GLP-1 receptor agonists have been linked to a lower risk of severe COPD exacerbations in people with co-existing type 2 diabetes, suggesting a potential role for novel antihyperglycaemics in obstructive lung disease.
In a large population based study GLP-1 receptor agonists were associated with a 30% decreased risk of severe exacerbation (3.5 v 5.0 events per 100 person years) compared to sulfonylureas. However DPP-4 inhibitors were not consistently associated with an overall lower risk of exacerbations, and SGLT-2 inhibitors were associated with a reduced risk of severe, but not moderate, exacerbations.
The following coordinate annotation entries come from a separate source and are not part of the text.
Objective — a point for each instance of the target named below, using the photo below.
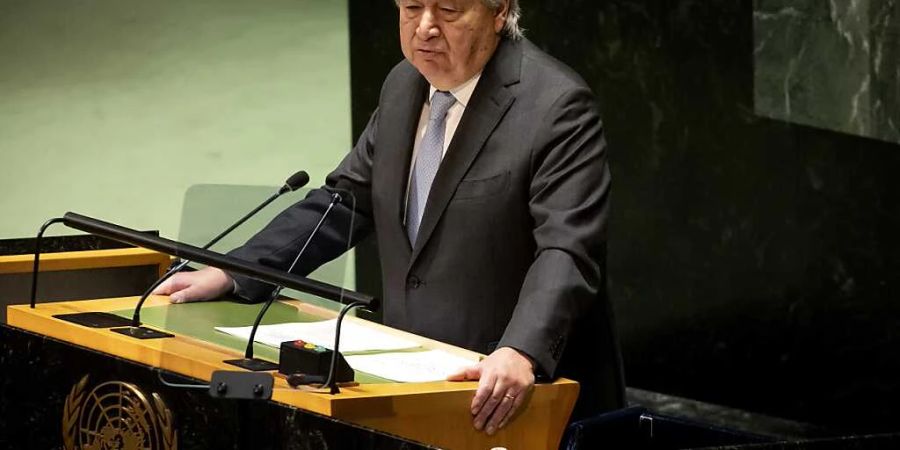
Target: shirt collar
(463, 92)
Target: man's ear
(500, 16)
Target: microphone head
(296, 181)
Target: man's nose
(428, 26)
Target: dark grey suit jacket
(511, 250)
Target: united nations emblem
(116, 416)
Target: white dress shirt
(462, 94)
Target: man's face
(449, 41)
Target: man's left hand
(505, 379)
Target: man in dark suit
(483, 174)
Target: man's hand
(204, 284)
(506, 378)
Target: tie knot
(441, 102)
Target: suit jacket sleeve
(569, 204)
(278, 243)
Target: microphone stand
(331, 381)
(248, 361)
(135, 329)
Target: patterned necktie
(428, 160)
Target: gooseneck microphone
(249, 362)
(294, 182)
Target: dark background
(751, 261)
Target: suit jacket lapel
(488, 105)
(399, 138)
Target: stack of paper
(354, 337)
(410, 367)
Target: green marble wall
(832, 65)
(116, 108)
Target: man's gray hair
(511, 29)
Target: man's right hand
(205, 284)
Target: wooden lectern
(433, 414)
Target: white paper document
(354, 337)
(410, 367)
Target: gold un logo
(116, 416)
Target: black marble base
(56, 244)
(38, 373)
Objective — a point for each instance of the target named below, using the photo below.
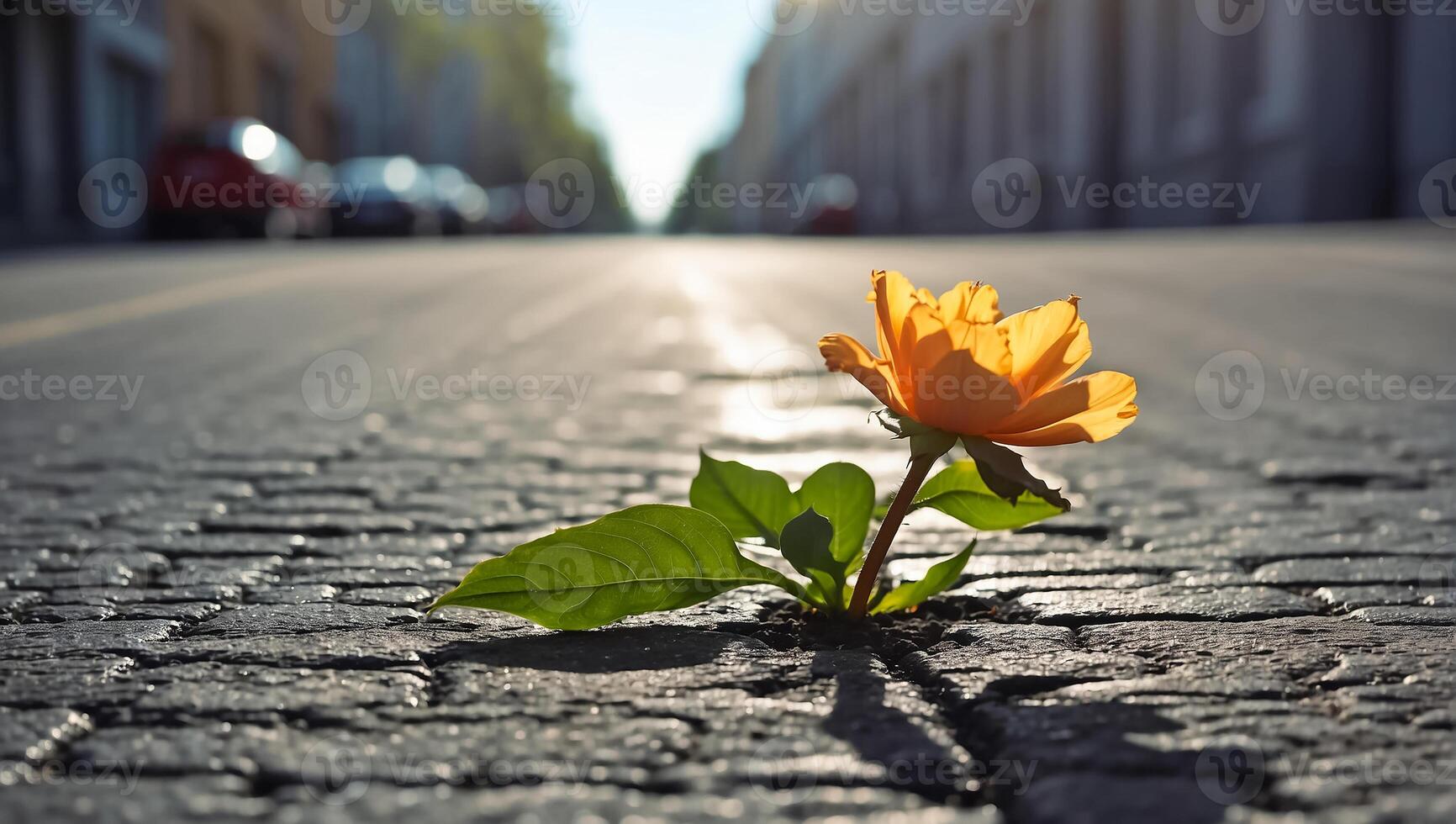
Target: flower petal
(894, 296)
(847, 356)
(961, 395)
(1091, 409)
(1048, 346)
(978, 304)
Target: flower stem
(919, 469)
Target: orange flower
(958, 366)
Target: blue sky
(658, 79)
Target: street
(235, 475)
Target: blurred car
(463, 204)
(831, 206)
(386, 197)
(230, 178)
Writing in the BMJ the Canadian team of researchers noted that in addition to cardiovascular benefits, emerging evidence suggested that novel antihyperglycaemic agents may also have beneficial effects on lung function.
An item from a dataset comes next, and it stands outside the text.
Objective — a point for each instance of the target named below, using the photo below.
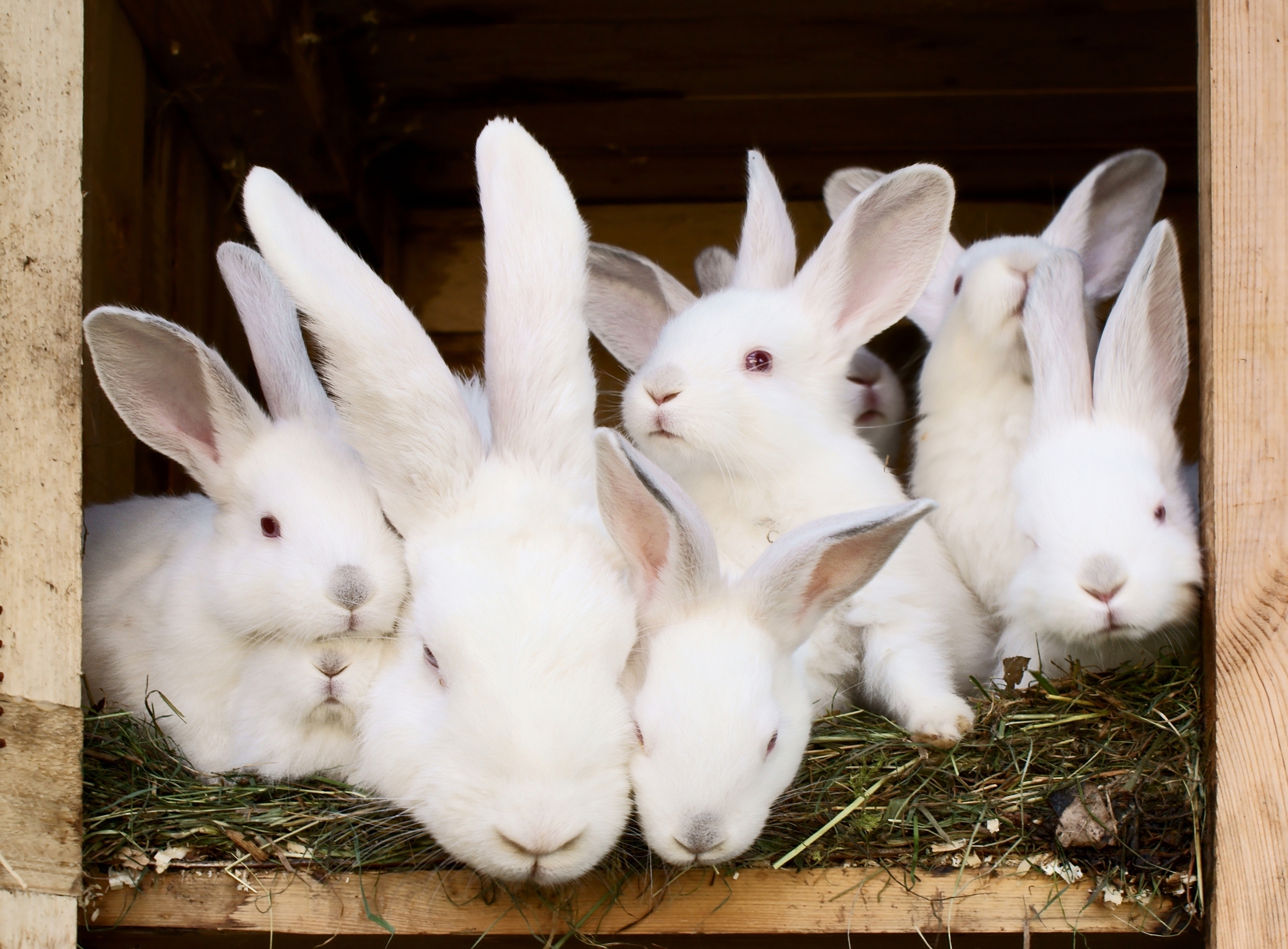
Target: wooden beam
(42, 47)
(701, 902)
(1243, 83)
For example, in murine models of obstructive lung disease direct stimulation of the GLP-1 receptors reduced airway hyperresponsiveness and inflammation. GLP-1 receptor agonists had also been shown to improve forced vital capacity among patients with compromised lung function in randomised controlled trials.
To investigate the association further the researchers used data from three UK cohorts: 1,252 patients with COPD and type 2 diabetes starting GLP-1 receptor agonists and 14,259 starting sulfonylureas; 8,731 patients starting DPP-4 inhibitors and 18 204 starting sulfonylureas; and 2,956 patients starting SGLT-2 inhibitors and 10, 841 starting sulfonylureas.
“We chose sulfonylureas as the active comparator as they are used at a similar disease stage as incretin based drugs and SGLT-2 inhibitors, continue to be widely prescribed worldwide and have not been previously associated with an increased incidence of exacerbation of chronic obstructive pulmonary disease,” they explained.
Results showed that GLP-1 receptor agonists were associated with a 30% decreased risk of severe exacerbation (3.5 v 5.0 events per 100 person years; hazard ratio 0.70, 95% confidence interval 0.49 to 0.99) and moderate exacerbation (0.63, 0.43 to 0.94).
In contrast, DPP-4 inhibitors were associated with a modestly decreased incidence of severe exacerbation (4.6 v. 5.1 events per 100 person years; hazard ratio 0.91, 0.82 to 1.02) and moderate exacerbation (0.93, 0.82 to 1.07), with confidence intervals including the null value.
SGLT-2 inhibitors were associated with a 38% decreased risk of severe exacerbation (2.4 v 3.9 events per 100 person years; hazard ratio 0.62, 0.48 to 0.81) but not moderate exacerbation (1.02, 0.83 to 1.27).
Overall, the findings remained robust in several sensitivity analyses, the researchers said.
According to the authors, there were several biological mechanisms that could explain their results, such as the systemic anti-inflammatory effects of GLP-1 receptor agonists and their link to significant weight loss.
However, the study also had limitations including the potential for misclassification, a lack of data on medication adherence and residual confounding.
“Further research, including confirmatory randomised controlled trials, will be needed to investigate the potential of GLP-1 receptor agonists and SGLT-2 inhibitors as a therapeutic option in patients with type 2 diabetes and chronic obstructive pulmonary disease,” the researchers concluded.